As the orchestra hasn’t performed with guitars for six or seven years, Lapalme said it will be a thrill to play with the Amadeus Guitar Duo. It’s comprised of his former University of Toronto classmate Dale Kavanagh and her husband Thomas Kirchhoff, who both teach at the music conservatory in Detnold, Germany.

The duo will play two works with the orchestra: Surama, by Venezualan composer Alfonso Montes and Concierto Madrigal by Joachin Rodrigo of Spain.

The former is made up of a waltz and short South American folk dances, including the cha-cha. Lapalme said the guitar is prevalent in Central and South American folk culture, which is a “melting pot” of cultural influences, including Spanish, aboriginal and African.

The Concierto Madrigal was composed as a commission and made up of “a bunch of little movements in a variety of styles.” There are some plaintive, inward-looking passages as well as celebratory ones, said Lapalme. “There’s the fandango, a lively Spanish dance at the end.”

He compares the Madrigal to chamber music.
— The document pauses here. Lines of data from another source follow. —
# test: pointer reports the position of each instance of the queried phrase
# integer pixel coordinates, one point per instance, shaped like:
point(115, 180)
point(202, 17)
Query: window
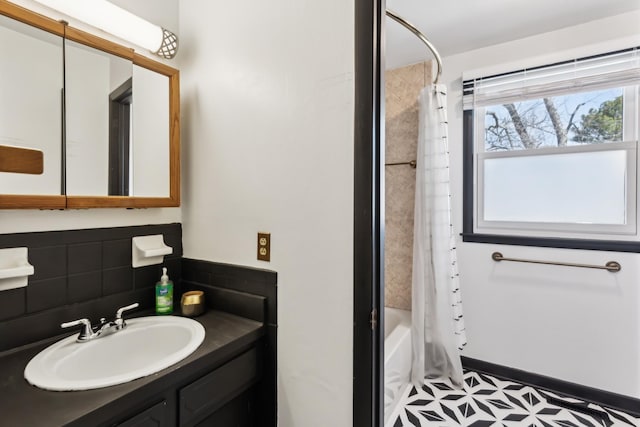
point(551, 152)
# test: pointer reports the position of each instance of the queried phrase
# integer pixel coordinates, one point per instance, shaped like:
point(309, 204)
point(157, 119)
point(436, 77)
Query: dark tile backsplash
point(80, 273)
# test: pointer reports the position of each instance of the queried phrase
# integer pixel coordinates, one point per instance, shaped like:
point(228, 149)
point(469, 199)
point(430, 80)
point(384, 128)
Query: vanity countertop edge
point(226, 336)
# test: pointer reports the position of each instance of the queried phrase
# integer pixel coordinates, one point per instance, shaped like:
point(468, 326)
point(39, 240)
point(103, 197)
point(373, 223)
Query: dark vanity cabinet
point(224, 396)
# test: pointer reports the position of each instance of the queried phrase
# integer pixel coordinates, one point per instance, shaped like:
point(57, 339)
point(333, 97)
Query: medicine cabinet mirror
point(109, 135)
Even though a large orchestra will perform it, only one of each woodwind instrument will play, taking turns delivering various solos. It’s a case of less is more, said Lapalme.
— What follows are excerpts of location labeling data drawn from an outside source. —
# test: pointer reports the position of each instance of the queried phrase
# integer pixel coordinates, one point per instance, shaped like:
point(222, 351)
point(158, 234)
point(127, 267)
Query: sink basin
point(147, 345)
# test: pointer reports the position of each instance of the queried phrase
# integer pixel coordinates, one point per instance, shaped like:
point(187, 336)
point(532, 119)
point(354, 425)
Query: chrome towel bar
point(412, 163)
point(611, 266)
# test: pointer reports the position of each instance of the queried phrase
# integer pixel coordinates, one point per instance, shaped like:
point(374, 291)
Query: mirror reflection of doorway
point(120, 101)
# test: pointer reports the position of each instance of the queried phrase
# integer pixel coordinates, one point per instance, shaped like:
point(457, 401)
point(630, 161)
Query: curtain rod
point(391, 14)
The work that ranges in mood from sad to joyous is “extremely colourful” — and very difficult for the guitar players. “It’s highly virtuosic.”

A third composition, El Corregidor y Molinera, by Manuel de Falla, will be performed by the orchestra alone. Roughly translated as The Mayor and The Miller’s Wife, the piece tells a story about a “ridiculous” mayor who’s trying to seduce the miller’s wife, but ends up as the butt of village jokes.

The work was redone as a ballet called The Three-Cornered Hat, which was first performed by the Ballet Russe.

“It’s extremely atmospheric music,” said Lapalme — including quirky passages played by the bassoon to illustrate the mayor’s ill-conceived foibles and the villagers’ tomfoolery.

Lapalme believes this light-hearted, easy-listening concert will be a great season starter.

Tickets to the 8 p.m. concert are $67.35 ($57.35 seniors/$47.35 students, first three rows) from the Black Knight Ticket Centre.